Adoption numbers continued to decline

In 2014-15, 292 adoptions were recorded as finalised. This is the lowest annual number of adoptions on record, and is a fall of 8% from the 317 adoptions in 2013-14, and of 74% from the 1,142 adoptions 25 years earlier, in 1990-91. The decline over the past decade has been driven primarily by intercountry adoptions, which fell to 83 in 2014-15 from 421 in 2005-06.

Almost one-third of all adoptions were carer adoptions

While adoption numbers overall have declined over time, 'known child' adoptions by carers are increasing. In 2014-15, carers, such as foster parents, adopted 94 children, the highest number at any point in the previous decade-more than 4 times the 21 adoptions in 2005-06. Carer adoptions comprised almost one-third (32%) of all finalised adoptions in 2014-15.

Local adoptees were younger than intercountry adoptees

Adoption of Australian children not known to their adoptive parents are called 'local' adoptions. In 2014-15, 56 local and 83 intercountry adoptions were finalised, representing 19% and 28% of all adoptions, respectively. Almost all local adoptees were aged under 5 (98%), with 41% aged under 1, compared with only 10% of intercountry adoptees being aged under 1. The decline in intercountry adoption is most pronounced among children in this age group.

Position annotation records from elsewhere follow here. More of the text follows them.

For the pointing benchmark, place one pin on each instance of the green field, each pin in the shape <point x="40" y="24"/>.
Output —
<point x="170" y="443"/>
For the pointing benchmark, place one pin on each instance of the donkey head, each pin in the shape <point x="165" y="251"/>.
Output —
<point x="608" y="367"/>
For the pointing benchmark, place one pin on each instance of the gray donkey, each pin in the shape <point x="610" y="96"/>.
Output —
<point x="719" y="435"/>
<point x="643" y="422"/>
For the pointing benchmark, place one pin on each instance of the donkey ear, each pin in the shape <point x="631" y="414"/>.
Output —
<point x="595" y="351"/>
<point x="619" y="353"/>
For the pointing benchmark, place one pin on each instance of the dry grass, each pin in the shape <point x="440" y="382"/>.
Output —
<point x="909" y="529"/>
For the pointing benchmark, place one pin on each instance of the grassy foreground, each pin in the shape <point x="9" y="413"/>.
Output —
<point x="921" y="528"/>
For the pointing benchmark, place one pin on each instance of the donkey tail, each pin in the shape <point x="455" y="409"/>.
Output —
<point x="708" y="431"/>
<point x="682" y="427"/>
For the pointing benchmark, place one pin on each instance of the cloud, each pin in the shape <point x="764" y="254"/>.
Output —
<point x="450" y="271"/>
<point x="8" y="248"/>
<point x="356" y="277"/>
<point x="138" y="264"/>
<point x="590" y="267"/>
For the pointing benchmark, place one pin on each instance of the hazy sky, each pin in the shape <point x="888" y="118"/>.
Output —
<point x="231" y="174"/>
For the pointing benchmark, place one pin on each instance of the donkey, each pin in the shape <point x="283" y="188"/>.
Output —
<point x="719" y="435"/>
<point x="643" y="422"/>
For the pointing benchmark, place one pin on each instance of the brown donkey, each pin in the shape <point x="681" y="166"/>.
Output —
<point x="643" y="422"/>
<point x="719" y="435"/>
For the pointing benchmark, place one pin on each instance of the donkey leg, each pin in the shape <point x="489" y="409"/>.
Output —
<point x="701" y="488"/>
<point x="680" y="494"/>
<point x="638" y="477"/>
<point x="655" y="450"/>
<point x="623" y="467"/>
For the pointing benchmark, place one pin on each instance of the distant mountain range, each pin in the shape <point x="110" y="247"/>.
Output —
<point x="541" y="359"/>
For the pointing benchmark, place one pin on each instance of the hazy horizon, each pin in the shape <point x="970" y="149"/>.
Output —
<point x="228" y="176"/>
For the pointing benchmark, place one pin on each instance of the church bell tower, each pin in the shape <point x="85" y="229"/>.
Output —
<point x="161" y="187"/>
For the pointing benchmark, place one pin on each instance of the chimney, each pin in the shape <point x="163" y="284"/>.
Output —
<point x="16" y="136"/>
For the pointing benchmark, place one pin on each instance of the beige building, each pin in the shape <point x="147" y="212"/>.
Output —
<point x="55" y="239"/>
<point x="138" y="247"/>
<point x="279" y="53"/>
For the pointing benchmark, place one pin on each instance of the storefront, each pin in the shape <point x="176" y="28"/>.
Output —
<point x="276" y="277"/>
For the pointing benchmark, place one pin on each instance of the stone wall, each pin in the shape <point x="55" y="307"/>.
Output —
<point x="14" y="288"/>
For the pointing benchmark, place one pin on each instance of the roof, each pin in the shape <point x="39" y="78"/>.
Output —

Intercountry processing times increased to more than 5 years

The median length of time to complete an intercountry adoption had been increasing each year between 2007-08 (when data were first reported) and 2013-14, when it remained stable at 5 years. In 2014-15, it increased to 5 years and 4 months.

The median length of time varied considerably across countries, ranging from nearly 3.5 years for Taiwan to almost 8 years for China.

Taiwan remains the main country of origin for intercountry adoptions

The main country of origin for intercountry adoptions has changed over time. Between 2005-06 and 2008-09, the main country of origin was China; between 2009-10 and 2011-12 it varied between China, the Philippines and Taiwan; and, since 2012-13, it has been Taiwan. In 2014-15, 36% of intercountry adoptions were from Taiwan.

A new intercountry adoption service established

On 17 May 2015, the Australian Government established a new service-Intercountry Adoption Australia-to guide people wanting to adopt children from overseas. State and territory central authorities remain responsible for adoption legislation and managing adoption applications, including assessing the eligibility and suitability of those seeking to adopt children from overseas and processing their applications. The Australian Attorney-General's Department remains responsible for ensuring that Australia meets its obligations under the Hague Convention on Protection of Children and Co-operation in respect of Intercountry Adoption.